At the same time, there is no reason to start “big,” he says, noting that CMS has programs where even individual doctors will be able to take the plunge into risk, including its Direct Provider Contracting model that is currently being considered, in which physicians can be in risk-based agreements with CMS for their patient population.
Thoughts on Controversial ACO Policy
Across the ACO landscape these days exists much controversy around a recent CMS proposed rule that shortens the time ACOs can spend in one-sided risk models while limiting their shared savings. The idea, per the proposal, is to push ACOs into two-sided risk models as the government believes upside-only risk programs cost Medicare money and are not effective.
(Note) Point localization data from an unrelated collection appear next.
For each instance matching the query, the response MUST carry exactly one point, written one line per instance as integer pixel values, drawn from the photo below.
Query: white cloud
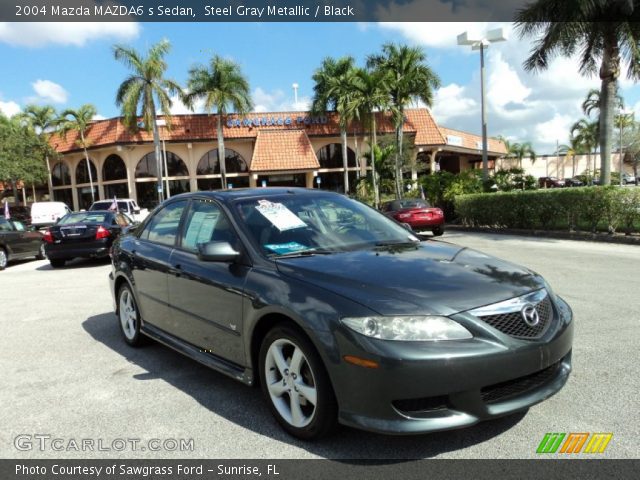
(277, 100)
(522, 106)
(9, 108)
(452, 101)
(28, 34)
(50, 91)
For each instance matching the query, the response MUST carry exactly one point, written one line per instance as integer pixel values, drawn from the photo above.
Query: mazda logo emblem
(530, 315)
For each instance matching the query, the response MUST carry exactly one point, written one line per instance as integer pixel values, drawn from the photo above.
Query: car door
(206, 297)
(150, 253)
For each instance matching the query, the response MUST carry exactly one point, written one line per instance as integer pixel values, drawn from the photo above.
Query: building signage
(276, 121)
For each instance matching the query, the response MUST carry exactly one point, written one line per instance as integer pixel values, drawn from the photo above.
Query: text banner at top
(272, 10)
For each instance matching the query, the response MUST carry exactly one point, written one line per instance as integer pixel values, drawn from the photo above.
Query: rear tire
(296, 385)
(4, 259)
(129, 317)
(41, 255)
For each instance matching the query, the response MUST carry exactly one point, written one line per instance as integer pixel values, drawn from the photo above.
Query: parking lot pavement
(67, 373)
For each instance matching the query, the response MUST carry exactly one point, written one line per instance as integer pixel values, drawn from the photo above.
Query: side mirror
(217, 252)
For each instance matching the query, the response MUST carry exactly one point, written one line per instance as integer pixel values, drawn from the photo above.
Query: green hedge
(587, 208)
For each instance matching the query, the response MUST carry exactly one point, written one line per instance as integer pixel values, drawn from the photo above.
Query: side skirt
(233, 370)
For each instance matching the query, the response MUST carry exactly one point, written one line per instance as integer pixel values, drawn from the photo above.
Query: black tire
(128, 310)
(321, 419)
(4, 258)
(41, 255)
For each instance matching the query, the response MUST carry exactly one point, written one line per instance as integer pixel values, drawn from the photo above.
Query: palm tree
(585, 134)
(146, 88)
(574, 148)
(592, 102)
(333, 90)
(222, 85)
(521, 151)
(79, 121)
(370, 95)
(604, 33)
(44, 120)
(409, 79)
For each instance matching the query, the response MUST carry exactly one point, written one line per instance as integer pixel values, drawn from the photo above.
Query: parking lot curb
(583, 236)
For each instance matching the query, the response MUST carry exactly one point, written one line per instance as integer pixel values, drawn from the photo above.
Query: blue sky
(67, 65)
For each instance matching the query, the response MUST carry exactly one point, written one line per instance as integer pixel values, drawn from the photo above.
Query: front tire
(296, 385)
(129, 317)
(4, 259)
(41, 255)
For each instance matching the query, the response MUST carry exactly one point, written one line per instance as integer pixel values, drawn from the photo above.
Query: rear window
(83, 217)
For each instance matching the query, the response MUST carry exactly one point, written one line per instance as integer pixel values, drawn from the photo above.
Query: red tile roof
(471, 141)
(283, 150)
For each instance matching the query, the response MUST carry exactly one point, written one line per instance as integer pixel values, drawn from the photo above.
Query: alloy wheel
(291, 383)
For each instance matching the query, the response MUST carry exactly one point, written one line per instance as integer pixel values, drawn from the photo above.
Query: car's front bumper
(430, 386)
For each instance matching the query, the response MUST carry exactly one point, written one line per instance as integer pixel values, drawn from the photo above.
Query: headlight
(415, 329)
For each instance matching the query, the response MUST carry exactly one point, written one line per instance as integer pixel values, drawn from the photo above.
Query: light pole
(623, 115)
(492, 36)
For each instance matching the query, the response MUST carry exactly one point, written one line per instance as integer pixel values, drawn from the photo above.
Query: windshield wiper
(303, 253)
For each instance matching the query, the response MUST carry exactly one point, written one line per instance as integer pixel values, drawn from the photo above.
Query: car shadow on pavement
(245, 406)
(78, 263)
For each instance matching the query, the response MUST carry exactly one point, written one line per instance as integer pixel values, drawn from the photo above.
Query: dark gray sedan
(339, 313)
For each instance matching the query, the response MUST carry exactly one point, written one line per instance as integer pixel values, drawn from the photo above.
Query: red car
(416, 213)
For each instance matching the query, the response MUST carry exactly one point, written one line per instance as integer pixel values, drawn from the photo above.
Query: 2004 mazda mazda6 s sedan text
(339, 313)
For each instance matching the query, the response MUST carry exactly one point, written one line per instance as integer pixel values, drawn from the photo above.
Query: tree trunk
(86, 157)
(345, 163)
(221, 157)
(156, 144)
(398, 168)
(372, 143)
(609, 73)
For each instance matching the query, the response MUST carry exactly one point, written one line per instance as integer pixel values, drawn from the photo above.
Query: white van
(44, 214)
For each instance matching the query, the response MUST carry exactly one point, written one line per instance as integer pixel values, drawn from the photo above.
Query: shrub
(595, 208)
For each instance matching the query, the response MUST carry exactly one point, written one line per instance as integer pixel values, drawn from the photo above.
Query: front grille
(513, 323)
(511, 388)
(426, 404)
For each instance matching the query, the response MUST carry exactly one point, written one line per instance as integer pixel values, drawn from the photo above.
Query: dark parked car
(18, 242)
(358, 323)
(573, 182)
(83, 235)
(418, 214)
(550, 182)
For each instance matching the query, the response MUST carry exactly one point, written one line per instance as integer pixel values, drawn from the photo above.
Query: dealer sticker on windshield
(280, 216)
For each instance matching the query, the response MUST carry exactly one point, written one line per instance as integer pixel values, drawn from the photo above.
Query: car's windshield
(106, 205)
(83, 217)
(322, 223)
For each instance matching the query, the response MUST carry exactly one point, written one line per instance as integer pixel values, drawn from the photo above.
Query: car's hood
(430, 278)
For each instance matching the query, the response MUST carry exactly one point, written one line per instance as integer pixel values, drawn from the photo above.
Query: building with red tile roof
(261, 149)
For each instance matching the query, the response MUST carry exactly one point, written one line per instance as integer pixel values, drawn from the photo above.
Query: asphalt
(65, 372)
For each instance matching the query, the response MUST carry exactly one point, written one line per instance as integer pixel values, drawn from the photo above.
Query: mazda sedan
(340, 314)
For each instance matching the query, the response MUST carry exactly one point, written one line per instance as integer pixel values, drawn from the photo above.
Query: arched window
(147, 166)
(114, 168)
(82, 174)
(330, 156)
(60, 175)
(209, 165)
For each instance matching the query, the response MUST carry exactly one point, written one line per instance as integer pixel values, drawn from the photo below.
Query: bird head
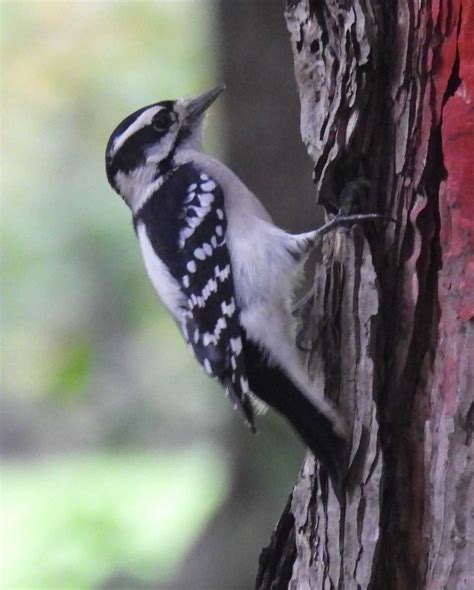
(143, 145)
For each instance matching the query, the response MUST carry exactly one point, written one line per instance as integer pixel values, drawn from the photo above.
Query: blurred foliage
(84, 522)
(92, 363)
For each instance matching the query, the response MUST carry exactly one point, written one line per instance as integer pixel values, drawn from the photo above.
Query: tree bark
(386, 92)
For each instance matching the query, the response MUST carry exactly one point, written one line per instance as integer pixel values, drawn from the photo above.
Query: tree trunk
(386, 92)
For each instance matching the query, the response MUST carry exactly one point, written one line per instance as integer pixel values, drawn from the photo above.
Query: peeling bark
(386, 92)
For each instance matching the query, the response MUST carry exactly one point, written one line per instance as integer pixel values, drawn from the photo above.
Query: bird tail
(317, 431)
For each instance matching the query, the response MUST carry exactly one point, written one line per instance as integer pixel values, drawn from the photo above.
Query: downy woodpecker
(224, 271)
While different stakeholders have varying viewpoints on this proposal, Foxman has a strong take on the matter, and believes that “accountability is very important in the healthcare system.” He says, “If you are running a program where there is no downside risk and little responsibility for reigning in the costs, it won’t be a very successful program across the board. By bringing in that ‘skin in the game’ concept into healthcare, we will help greatly and quickly accelerate the alignment we need for all of us to succeed. Until a provider takes out his or her wallet and has to virtually pay for the services that are being provided either inside or outside the office, he or she will not feel that concern financially that will help us reign in costs.”
What’s more, regarding the likelihood that some ACOs that will certainly leave the MSSP program if this rule gets finalized, Foxman notes that “There will always be bail threats, but the reality is Medicare is the largest health insurer in the world, and providers will only have certain options moving forward.” He adds, “We know that volume-based care doesn’t work because there is no alignment among the different components of healthcare for us to manage the patient in a population-based environment.”
Foxman attests that if hospitals continue to fill the beds, if nursing homes continue to keep their bed days high, if home health agencies continue to recertify patients, and if physicians continue to see more and more patients in their offices despite reimbursement going down, “we are circling the drain in failure moving forward.”
He adds that “significant and powerful action” is needed to preserve the healthcare system moving forward. And the industry has seen that in other risk-based environments—such as Medicare Advantage, IPAs (independent practice associations) and HMOs that are taking on risk—this works. “The initial fear of taking on risk is a very visceral response and that’s understandable; it will take some time for everyone to move forward and be successful,” he says. “But if CMS provides us with support, that sting may not be as strong as it is now when you’re taking on risk.”